Brigitte Bardot and the Wild Dogs of Bucharest

BUCHAREST: Perhaps only our greatest playwright, Eugene Ionesco, could have gotten this story right. Ionesco’s genius was to portray a world in which the absurd is triumphant. Imagine the scene: Bucharest, le petit Paris, a city of three million people with wide boulevards and grand bourgeois villas, stands now a city half in ruins. Poverty runs rampant, orphanages overflow with abandoned children, countless packs of wild dogs roam the streets.

All of this excites little or no interest in the West. Romania’s politicians appear to be equally indifferent; they have wasted the last ten years in endless fights, while our postcommunist neighbors reinvented their societies and made themselves ready for membership in the EU.

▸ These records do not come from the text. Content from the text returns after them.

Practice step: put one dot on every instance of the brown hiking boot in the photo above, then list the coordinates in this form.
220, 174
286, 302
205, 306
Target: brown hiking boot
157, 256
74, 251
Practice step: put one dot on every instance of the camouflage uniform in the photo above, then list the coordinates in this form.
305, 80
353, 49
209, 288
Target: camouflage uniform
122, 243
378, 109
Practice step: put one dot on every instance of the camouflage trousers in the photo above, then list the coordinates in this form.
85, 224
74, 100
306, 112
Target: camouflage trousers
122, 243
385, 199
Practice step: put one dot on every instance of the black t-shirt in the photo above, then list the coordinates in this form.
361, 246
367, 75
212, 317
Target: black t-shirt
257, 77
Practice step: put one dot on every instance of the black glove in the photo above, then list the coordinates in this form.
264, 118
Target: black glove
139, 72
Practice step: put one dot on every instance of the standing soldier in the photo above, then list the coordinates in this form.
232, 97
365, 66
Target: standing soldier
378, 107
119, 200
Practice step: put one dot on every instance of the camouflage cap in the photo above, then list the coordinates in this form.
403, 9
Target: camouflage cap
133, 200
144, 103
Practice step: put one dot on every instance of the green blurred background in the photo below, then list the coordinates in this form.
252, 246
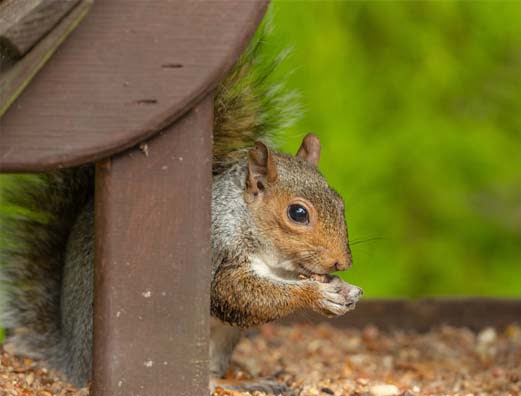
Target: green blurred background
418, 106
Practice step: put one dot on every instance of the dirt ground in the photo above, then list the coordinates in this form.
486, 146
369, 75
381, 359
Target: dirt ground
322, 360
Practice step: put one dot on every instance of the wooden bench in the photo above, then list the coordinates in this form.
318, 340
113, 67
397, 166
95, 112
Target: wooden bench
132, 74
131, 90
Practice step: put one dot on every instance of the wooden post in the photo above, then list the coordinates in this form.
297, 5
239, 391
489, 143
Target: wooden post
152, 275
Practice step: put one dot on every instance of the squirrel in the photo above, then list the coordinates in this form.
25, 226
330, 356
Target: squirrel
278, 231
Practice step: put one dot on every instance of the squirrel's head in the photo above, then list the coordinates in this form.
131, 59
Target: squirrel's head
301, 219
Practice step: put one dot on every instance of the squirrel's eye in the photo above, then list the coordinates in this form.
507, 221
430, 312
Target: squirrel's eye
298, 213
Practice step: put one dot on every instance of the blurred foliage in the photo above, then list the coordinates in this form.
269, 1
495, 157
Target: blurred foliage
418, 106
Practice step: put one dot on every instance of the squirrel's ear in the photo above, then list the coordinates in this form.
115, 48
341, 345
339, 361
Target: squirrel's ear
261, 168
310, 149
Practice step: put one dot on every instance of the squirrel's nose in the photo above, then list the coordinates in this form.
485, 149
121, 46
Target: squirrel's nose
342, 265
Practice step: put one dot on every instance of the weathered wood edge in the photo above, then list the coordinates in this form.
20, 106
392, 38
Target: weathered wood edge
14, 80
145, 130
424, 314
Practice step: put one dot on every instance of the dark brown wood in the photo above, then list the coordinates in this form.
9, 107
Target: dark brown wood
422, 315
153, 264
23, 23
129, 70
14, 78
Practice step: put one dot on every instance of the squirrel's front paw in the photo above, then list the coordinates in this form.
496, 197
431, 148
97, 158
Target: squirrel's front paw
336, 297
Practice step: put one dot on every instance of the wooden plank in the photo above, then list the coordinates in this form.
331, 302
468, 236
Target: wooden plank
15, 78
24, 22
424, 314
152, 276
127, 71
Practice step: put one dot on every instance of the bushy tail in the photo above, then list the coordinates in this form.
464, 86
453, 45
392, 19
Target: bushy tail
37, 212
252, 102
36, 217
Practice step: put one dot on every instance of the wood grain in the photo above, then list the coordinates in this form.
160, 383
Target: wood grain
23, 23
152, 276
128, 71
16, 77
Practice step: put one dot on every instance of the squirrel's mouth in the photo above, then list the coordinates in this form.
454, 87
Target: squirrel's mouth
305, 274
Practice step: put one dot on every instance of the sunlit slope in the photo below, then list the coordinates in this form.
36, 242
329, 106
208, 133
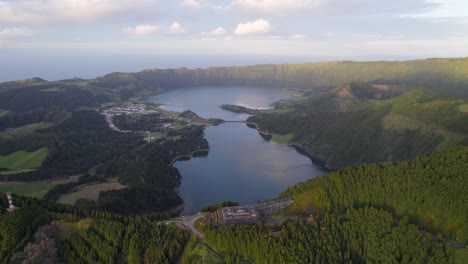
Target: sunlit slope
445, 76
430, 190
342, 127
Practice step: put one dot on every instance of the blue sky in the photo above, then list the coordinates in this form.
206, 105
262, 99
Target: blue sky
65, 38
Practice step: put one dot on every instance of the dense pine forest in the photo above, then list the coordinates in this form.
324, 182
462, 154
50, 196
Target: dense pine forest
429, 190
390, 212
360, 122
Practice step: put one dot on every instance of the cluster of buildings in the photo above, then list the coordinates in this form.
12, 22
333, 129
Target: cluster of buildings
129, 109
248, 214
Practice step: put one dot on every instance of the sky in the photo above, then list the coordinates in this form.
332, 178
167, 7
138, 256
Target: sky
58, 39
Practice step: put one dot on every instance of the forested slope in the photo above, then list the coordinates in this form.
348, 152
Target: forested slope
366, 235
348, 125
445, 76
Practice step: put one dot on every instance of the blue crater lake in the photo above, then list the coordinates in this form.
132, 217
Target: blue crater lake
241, 165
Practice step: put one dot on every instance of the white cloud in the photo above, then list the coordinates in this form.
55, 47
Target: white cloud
215, 32
328, 34
47, 11
147, 30
259, 26
176, 29
143, 30
297, 36
15, 32
191, 3
272, 7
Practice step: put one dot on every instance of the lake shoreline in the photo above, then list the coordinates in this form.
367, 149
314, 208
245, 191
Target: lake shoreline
189, 156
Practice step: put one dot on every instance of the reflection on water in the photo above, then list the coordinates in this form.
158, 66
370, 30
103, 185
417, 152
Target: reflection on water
241, 165
205, 101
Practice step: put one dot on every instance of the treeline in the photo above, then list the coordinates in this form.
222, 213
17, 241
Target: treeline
430, 190
148, 172
61, 189
446, 76
212, 208
75, 145
52, 115
365, 235
52, 95
151, 122
341, 128
89, 236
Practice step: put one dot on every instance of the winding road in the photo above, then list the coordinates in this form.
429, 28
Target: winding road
187, 221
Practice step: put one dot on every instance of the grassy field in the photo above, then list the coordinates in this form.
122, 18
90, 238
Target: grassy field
32, 189
22, 160
22, 130
461, 256
90, 192
282, 139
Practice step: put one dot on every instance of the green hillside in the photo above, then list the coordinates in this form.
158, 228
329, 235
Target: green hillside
347, 125
430, 190
445, 76
22, 161
375, 213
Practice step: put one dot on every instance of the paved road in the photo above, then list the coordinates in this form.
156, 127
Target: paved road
187, 221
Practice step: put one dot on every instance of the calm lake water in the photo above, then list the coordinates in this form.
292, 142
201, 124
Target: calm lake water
241, 166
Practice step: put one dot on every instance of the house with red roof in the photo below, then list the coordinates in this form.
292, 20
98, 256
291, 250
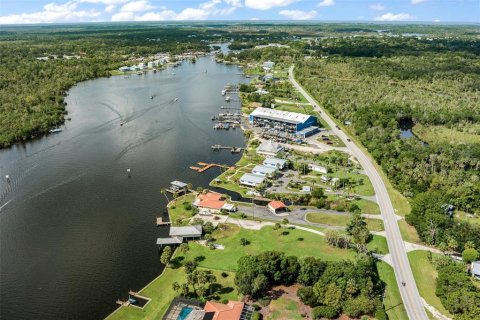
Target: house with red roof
276, 207
212, 202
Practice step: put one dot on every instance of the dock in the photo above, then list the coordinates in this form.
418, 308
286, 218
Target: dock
160, 222
206, 166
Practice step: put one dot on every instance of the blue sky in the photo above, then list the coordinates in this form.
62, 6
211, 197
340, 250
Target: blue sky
51, 11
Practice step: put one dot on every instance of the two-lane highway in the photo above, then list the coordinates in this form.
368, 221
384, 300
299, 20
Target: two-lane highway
403, 273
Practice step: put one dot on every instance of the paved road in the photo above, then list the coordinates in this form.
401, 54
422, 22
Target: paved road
403, 273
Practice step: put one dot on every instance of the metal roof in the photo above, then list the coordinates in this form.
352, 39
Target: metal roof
254, 178
186, 231
285, 116
275, 161
263, 169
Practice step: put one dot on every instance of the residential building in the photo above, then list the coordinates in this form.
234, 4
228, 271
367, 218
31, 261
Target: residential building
317, 168
264, 171
251, 180
276, 207
269, 148
212, 202
280, 164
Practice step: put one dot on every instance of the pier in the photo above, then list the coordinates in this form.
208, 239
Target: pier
206, 166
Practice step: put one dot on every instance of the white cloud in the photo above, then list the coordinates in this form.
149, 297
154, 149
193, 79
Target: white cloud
110, 8
378, 7
267, 4
394, 17
298, 14
52, 12
136, 6
326, 3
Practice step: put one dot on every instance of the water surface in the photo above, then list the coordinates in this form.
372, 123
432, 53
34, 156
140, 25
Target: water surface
75, 232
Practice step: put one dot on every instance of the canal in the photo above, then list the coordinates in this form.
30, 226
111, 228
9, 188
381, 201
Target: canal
75, 232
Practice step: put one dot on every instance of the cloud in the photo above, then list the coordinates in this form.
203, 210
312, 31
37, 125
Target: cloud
326, 3
378, 7
267, 4
394, 17
136, 6
298, 14
52, 12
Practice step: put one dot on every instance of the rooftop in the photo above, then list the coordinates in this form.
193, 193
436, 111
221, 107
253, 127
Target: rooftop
185, 231
291, 117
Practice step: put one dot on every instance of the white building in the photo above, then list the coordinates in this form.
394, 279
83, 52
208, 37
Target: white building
317, 168
275, 163
251, 180
264, 171
269, 148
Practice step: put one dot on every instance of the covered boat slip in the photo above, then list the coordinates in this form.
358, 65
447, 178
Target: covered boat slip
178, 235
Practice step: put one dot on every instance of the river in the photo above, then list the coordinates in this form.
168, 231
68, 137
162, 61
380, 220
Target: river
75, 232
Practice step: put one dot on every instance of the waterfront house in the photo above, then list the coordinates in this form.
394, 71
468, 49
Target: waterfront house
317, 168
212, 202
276, 207
269, 148
264, 171
251, 180
275, 163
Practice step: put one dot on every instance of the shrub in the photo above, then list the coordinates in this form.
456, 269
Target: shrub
324, 312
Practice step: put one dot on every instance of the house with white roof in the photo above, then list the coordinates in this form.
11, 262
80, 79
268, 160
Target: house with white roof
269, 148
251, 180
280, 164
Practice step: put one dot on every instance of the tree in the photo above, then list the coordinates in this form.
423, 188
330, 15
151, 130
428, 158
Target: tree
176, 287
166, 255
190, 266
184, 248
470, 255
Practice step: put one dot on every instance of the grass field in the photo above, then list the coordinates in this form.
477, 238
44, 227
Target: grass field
425, 276
441, 134
392, 299
181, 210
296, 242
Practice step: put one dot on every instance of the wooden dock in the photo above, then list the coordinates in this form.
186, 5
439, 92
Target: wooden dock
160, 222
206, 166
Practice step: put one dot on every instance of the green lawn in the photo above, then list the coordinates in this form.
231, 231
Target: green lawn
296, 242
425, 276
378, 244
283, 308
408, 232
332, 219
392, 299
181, 210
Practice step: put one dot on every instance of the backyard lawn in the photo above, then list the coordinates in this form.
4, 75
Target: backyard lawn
425, 276
295, 242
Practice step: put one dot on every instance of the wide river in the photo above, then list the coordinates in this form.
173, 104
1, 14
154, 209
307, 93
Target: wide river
75, 232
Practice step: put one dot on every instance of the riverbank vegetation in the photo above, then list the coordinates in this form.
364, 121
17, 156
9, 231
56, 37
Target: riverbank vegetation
40, 63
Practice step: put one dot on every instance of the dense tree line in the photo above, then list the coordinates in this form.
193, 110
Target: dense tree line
32, 91
353, 288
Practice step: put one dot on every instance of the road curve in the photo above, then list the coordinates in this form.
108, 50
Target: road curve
403, 273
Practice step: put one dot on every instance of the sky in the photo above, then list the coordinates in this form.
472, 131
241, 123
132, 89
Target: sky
64, 11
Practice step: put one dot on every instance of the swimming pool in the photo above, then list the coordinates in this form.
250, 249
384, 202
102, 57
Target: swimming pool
184, 313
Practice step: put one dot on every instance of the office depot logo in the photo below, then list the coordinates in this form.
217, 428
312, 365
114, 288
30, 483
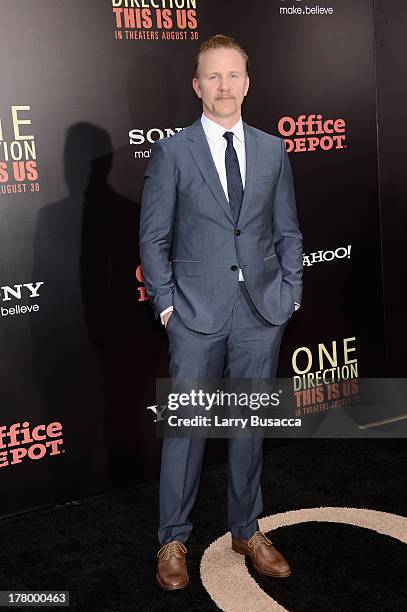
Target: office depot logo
20, 442
312, 132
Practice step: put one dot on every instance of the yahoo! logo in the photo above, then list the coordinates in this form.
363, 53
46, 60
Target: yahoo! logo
312, 132
20, 441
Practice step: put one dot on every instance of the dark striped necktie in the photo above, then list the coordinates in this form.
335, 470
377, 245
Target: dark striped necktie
233, 176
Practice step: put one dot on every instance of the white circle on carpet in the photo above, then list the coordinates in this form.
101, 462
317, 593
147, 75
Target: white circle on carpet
224, 573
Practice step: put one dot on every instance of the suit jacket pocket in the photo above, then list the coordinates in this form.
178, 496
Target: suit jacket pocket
185, 267
271, 261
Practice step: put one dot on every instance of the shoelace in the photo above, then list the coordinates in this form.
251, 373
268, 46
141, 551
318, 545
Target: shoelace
257, 539
171, 548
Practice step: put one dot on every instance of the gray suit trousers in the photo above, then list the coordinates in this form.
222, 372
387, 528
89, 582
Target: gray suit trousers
247, 346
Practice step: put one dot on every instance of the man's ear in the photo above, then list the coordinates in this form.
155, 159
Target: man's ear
196, 86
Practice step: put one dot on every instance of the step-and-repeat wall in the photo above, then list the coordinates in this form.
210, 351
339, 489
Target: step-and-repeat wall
86, 88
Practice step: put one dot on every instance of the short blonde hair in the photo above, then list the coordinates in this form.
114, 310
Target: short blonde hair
217, 42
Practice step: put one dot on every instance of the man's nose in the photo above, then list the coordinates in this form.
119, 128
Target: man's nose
223, 85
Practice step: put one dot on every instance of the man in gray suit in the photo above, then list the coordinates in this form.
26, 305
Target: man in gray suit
221, 255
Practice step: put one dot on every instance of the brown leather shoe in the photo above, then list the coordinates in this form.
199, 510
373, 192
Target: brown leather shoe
172, 572
263, 554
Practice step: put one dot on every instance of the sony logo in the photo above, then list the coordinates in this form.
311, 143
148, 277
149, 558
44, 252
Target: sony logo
20, 291
138, 137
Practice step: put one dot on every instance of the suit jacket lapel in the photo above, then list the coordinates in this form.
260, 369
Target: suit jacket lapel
201, 152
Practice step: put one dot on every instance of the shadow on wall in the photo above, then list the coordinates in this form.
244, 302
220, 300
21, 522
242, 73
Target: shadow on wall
95, 346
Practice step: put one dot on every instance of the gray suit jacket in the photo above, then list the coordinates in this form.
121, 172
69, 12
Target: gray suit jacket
190, 247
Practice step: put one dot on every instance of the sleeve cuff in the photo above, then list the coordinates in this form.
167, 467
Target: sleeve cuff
169, 309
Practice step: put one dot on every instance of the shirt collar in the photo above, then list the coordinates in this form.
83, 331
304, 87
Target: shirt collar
214, 131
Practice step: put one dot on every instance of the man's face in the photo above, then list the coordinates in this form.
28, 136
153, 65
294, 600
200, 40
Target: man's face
222, 83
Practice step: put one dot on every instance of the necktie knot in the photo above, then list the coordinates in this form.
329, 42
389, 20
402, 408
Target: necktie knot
229, 137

Then Bucharest’s mayor, Traian Basescu, proposes a plan to control the dogs: the city government will put to sleep any dog without an owner. Suddenly, the West’s interest is kindled. Not to help us, of course – at least not to help the city that contains armies of feral dogs, making it appear at times like a ghost town in a Sergio Leone cowboy movie. No, Brigitte Bardot – we still anticipate the arrival of Gerard Depardieu any day now – and other celebrities, people unable to shed a tear for our unwanted orphans or for the mass poverty left behind by Ceausecu, fly into Bucharest (undoubtedly by first class) to protect the wild dogs and denounce our mayor.